詳細な調査結果とAI Workstyle Lab編集部の解説
AI検索対応(LLMO)の進展
Geminiなどの大規模言語モデルに自社コンテンツが引用・参照されやすくなるよう最適化できているかというLLMOの評価では、約64%の銀行が総合LLMOスコア3.5点以上を獲得しました。これは、多くの銀行が生成AI時代において、自社の情報を正確に、かつ効率的にユーザーに届けるための仕組み作りに取り組んでいることを示しています。
AI Workstyle Lab編集部より:生成AIの普及により、ユーザーの情報収集方法は多様化しています。
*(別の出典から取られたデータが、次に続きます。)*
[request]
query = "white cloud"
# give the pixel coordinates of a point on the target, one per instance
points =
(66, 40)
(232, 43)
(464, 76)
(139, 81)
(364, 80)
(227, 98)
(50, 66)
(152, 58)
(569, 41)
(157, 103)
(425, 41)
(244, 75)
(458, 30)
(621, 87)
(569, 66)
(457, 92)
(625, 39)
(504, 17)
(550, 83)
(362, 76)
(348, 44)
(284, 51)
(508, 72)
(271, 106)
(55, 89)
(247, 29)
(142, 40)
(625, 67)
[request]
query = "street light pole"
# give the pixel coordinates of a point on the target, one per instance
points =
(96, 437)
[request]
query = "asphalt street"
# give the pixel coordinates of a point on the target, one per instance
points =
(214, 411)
従来の検索エンジンだけでなく、生成AIを通じた情報アクセスも増える中で、企業が信頼性の高い情報源として認識されるためには、LLMOへの対応が不可欠です。これは、単なるSEO対策に留まらず、AI時代のブランディング戦略として捉えることができます。

Webアクセシビリティの課題
スマートフォンのトップページが弱視・ロービジョンユーザーにとって見やすいかという調査では、問題の数が10個以上の銀行が約72%に上り、特に31個以上の問題がある銀行は約39%を占めました。色彩やコントラスト比の見直しなど、視覚的な要素の改善が強く求められています。
また、スクリーンリーダー(音声読み上げソフト)での閲覧しやすさを評価する音声ユーザビリティでは、Webアクセシビリティの国際的なガイドラインであるWCAG 2.0で定められた4つの原則のうち、「理解可能」は61行全てで高水準を達成しているものの、「知覚可能(情報が認識できること)」、「操作可能(UIが操作できること)」、「堅ろう(多様な環境で解釈できること)」の観点ではばらつきが残ります。特に「知覚可能」が90点以上の銀行は16行に留まり、弱視・ロービジョンユーザーの音声読み上げ体験に課題がある状況です。全項目で90点以上の銀行は0行でした。
AI Workstyle Lab編集部より:2024年4月に施行された改正障害者差別解消法により、銀行を含む民間団体にもアクセシビリティ対応が義務化されました。デジタルサービスを提供する上で、誰もが平等に情報へアクセスできる環境を整備することは、法的要件であると同時に、企業の社会的責任でもあります。Webアクセシビリティの向上は、より幅広い顧客層へのサービス提供に繋がり、顧客体験全体の質を高める重要な要素です。


顧客接点におけるAI(チャットボット)の活用
Webサイト上にチャットボットがある銀行は、約64%に達しました。チャットボットの活用は、24時間365日問い合わせ対応を可能にし、店舗やコールセンターの負荷軽減に貢献しています。
AI Workstyle Lab編集部より:チャットボットは、顧客サポートの効率化だけでなく、顧客満足度向上にも寄与します。今後は、生成AIを組み込むことで、より自然な対話や複雑な相談への柔軟な対応が可能になり、顧客とのエンゲージメント深化や新たなサービス利用のきっかけ創出が期待されます。AIは、顧客対応の質を飛躍的に向上させるツールとなり得るでしょう。

オウンドメディアの活用
約30%の銀行がオウンドメディアを運営し、累計20本以上の記事を公開しています。これらのメディアでは、金融知識に役立つ情報や地方ならではの情報を発信し、従来の店舗や営業だけでは届きにくい若年層やデジタル志向の顧客など、潜在層との関係構築に繋げています。

アプリ・オンライン相談機能の充実
アプリから振込および残高照会が可能な銀行は、前回調査から8行増加し約85%となりました。また、オンラインで来店予約も相談も可能な銀行は、前回調査から9ポイント増加し約49%に達しています。これらの機能充実化は、顧客の利便性向上とデジタルチャネルへの誘導を強化する動きを示しています。


総合ランキング
「Webサイト体験」と「顧客接点のデジタル化」の計14項目を集計した総合ランキングでは、千葉銀行がトップを獲得しました。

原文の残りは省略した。